Fed. R. Civ. P. 12(h)(2). III. ANALYSIS

Moe’s and Hamed previously filed a motion to dismiss on August 25, 2016, arguing that Dorval’s amended complaint must be dismissed for lack of subject matter jurisdiction under Rule 12(b)(1). In their second motion to dismiss, Moe’s and Hamed assert that (1) Dorval has failed to state a claim under Section 1981; (2) this Court lacks subject matter jurisdiction over Dorval’s claims; (3) Service on Moe’s and Hamed was ineffective and untimely. Failure to state a claim may be raised under Rule 12(c) and lack of subject matter jurisdiction may be raised at any time. See Fed. R. Civ. P. 12(h)(2)-(3). Accordingly, the Court will consider those arguments. However, Moe’s and Hamed waived their ineffective service argument by failing to include that argument in their August 25, 2016, motion to dismiss. A. Failure to State a Claim

“Rule 12(b)(6) motions to dismiss and Rule 12(c) motions for judgment on the pleadings for failure to state a claim are judged according to the same standard.” Gebhart v. Steffen, 574 F. App'x 156, 158 (3d Cir. 2014). When reviewing a motion to dismiss brought pursuant to Rule 12(b)(6), the Court construes the complaint “in the light most favorable to the plaintiff.” In

re Ins. Brokerage Antitrust Litig., 618 F.3d 300, 314 (3d Cir. 2010). The Court must accept as true all of the factual allegations contained in the complaint and draw all reasonable inferences in favor of the non-moving party. Alston v. Parker, 363 F.3d 229, 233 (3d Cir. 2004).
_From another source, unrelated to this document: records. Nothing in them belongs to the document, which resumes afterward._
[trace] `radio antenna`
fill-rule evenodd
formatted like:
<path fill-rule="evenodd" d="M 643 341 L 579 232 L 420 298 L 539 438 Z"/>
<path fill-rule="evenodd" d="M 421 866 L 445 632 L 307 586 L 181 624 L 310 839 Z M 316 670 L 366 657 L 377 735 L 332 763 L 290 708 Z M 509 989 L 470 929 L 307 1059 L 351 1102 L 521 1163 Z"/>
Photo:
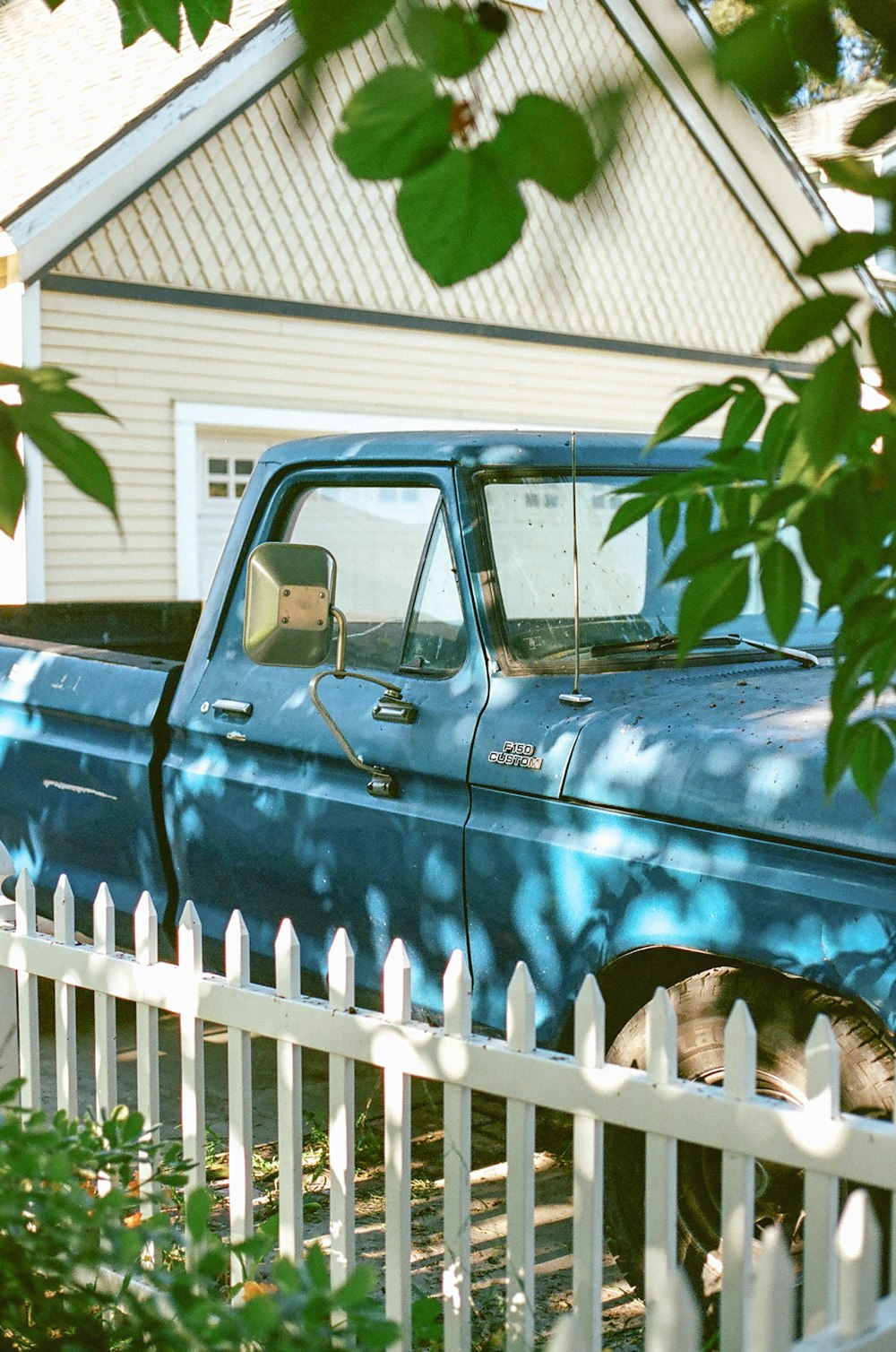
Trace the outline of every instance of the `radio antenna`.
<path fill-rule="evenodd" d="M 570 692 L 559 696 L 561 704 L 572 704 L 576 708 L 581 708 L 584 704 L 591 704 L 591 695 L 582 695 L 578 690 L 578 662 L 580 662 L 580 648 L 578 648 L 578 511 L 577 511 L 577 487 L 578 479 L 576 473 L 576 433 L 574 430 L 569 435 L 569 450 L 573 468 L 573 688 Z"/>

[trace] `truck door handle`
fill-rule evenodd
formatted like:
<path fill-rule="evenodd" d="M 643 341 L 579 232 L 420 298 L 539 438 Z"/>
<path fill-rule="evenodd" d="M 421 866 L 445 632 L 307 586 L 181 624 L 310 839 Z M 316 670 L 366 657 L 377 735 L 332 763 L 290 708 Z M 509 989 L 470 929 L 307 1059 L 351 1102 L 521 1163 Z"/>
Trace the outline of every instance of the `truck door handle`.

A complaint may be dismissed for “failure to state a claim upon which relief can be granted.” Fed.R.Civ.P. 12(b)(6). “[A] plaintiff's obligation to provide the grounds of his entitlement to relief requires more than labels and conclusions, and a formulaic recitation of the elements of a cause of action will not do.” Bell Atlantic v. Twombly, 550 U.S. 544, 555 (2007). The Supreme Court in Bell Atlantic v. Twombly, 550 U.S. 544 (2007), set forth the “plausibility” standard for overcoming a motion to dismiss and refined this approach in Ashcroft v. Iqbal, 556 U.S. 662 (2009). The plausibility standard requires the complaint to allege “enough facts to state a claim to relief that is plausible on its face.” Twombly, 550 U.S. at 570. A complaint satisfies the plausibility standard when the factual pleadings “allow[] the court to draw the reasonable inference that the defendant is liable for the misconduct alleged.” Iqbal, 556 U.S. at 678 (citing Twombly, 550 U.S. at 556). This standard requires showing “more than a sheer possibility that a defendant

has acted unlawfully.” Id. A complaint which pleads facts “‘merely consistent with’ a defendant's liability, . . . ‘stops short of the line between possibility and plausibility of “entitlement of relief.” ’ ” Id. (citing Twombly, 550 U.S. at 557). To determine the sufficiency of a complaint under the plausibility standard, the Court must take the following three steps: First, the court must “tak[e] note of the elements a plaintiff must plead to state a claim.” Second, the court should identify allegations that, “because they are no more than conclusions, are not entitled to the assumption of truth.” Finally, “where there are well-pleaded factual allegations, a court should assume their veracity and then determine whether they plausibly give rise to an entitlement for relief.

Santiago v. Warminster Twp., 629 F.3d 121, 130 (3d Cir. 2010) (quoting Iqbal, 556 U.S. at 674, 679).